Yesterday, on International Holocaust Remembrance Day, I saw a video showing a pregnant descendant of Holocaust survivors get dragged out of Ireland’s Holocaust Memorial Day state ceremony after protesting the president for trafficking in Holocaust inversion by using his speech to draw parallels between the Holocaust and Gaza.
In another clip marking the day, I watched as the presenter on a British morning show spoke about the six million “people” who were killed in concentration camps during the Holocaust without actually mentioning the Jews. She did, however, mention the “millions of others, because they were Polish, disabled, gay, or belonged to another ethnic group”.
Let’s see if I understand this correctly. More than half of the people murdered in the camps by the Nazis were Jews and were targeted precisely because they were Jewish, but somehow, we have reached the point where, when talking about the Holocaust (and on International Holocaust Remembrance Day, no less!), people are either actively choosing to erase us from the narrative or essentially telling us to stop centering ourselves with regard to our own genocide. By the way, here’s a spoiler alert. In 1939, the year in which World War 2 began, it is estimated that there were approximately 16.6 million Jews in the world. As of October 2024, there are 15.8 million Jews in the world (around .2% of the world’s population). In other words, we still haven’t returned to our pre-Holocaust numbers – that’s what an actual genocide looks like.

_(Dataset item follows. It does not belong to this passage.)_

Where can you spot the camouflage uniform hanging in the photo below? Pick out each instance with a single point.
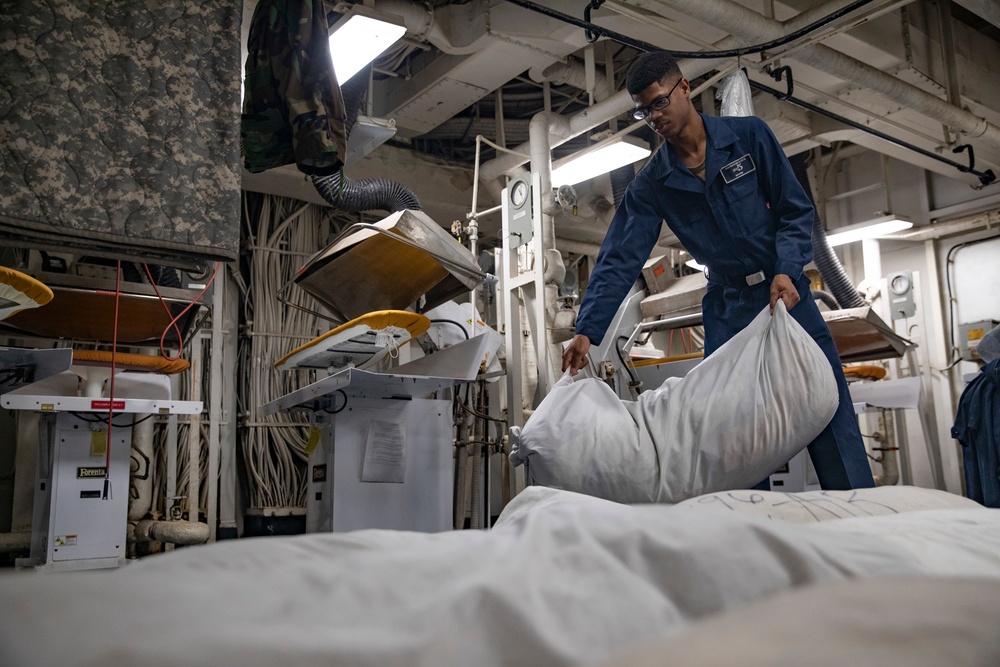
(293, 110)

Jew hatred targeting both individuals and institutions has reached terrifying, unprecedented levels across the political spectrum and around the world, and despite the apparent fondness of some people to say with regard to the Holocaust that, “those who don’t learn history are doomed to repeat it”, I think we can point out, rather unequivocally, that the grand, well-documented history of antisemitism is, indeed repeating itself.
If you can’t be bothered to call out Jew hatred regardless of where it comes from, even when it comes from your own people…
…Saying “Never again” is meaningless.
…Posting about Elon Musk’s little stunt (for which he should be called out regardless of what he meant) is virtue signaling.
…Saying that you would have hidden Anne Frank is not at all believable.
…Claiming to support Israel while doubling down on trivializing the Jewish community’s fears and concerns about 20% of Americans supporting Hamas doesn’t make you an ally to Jews.
And we—the Jews you know and the Jews you don’t—see you. We see your indifference, your gaslighting, and your selective, performative indignance when it serves your own needs and biases.
As we examine our relationships and try to identify those who show up for us as allies and those who do not, we see you.
Never again is now, history is repeating itself, and we see so many of you turning a blind eye – allowing it all to happen. Don’t say you didn’t know. We know you do. Because we see you.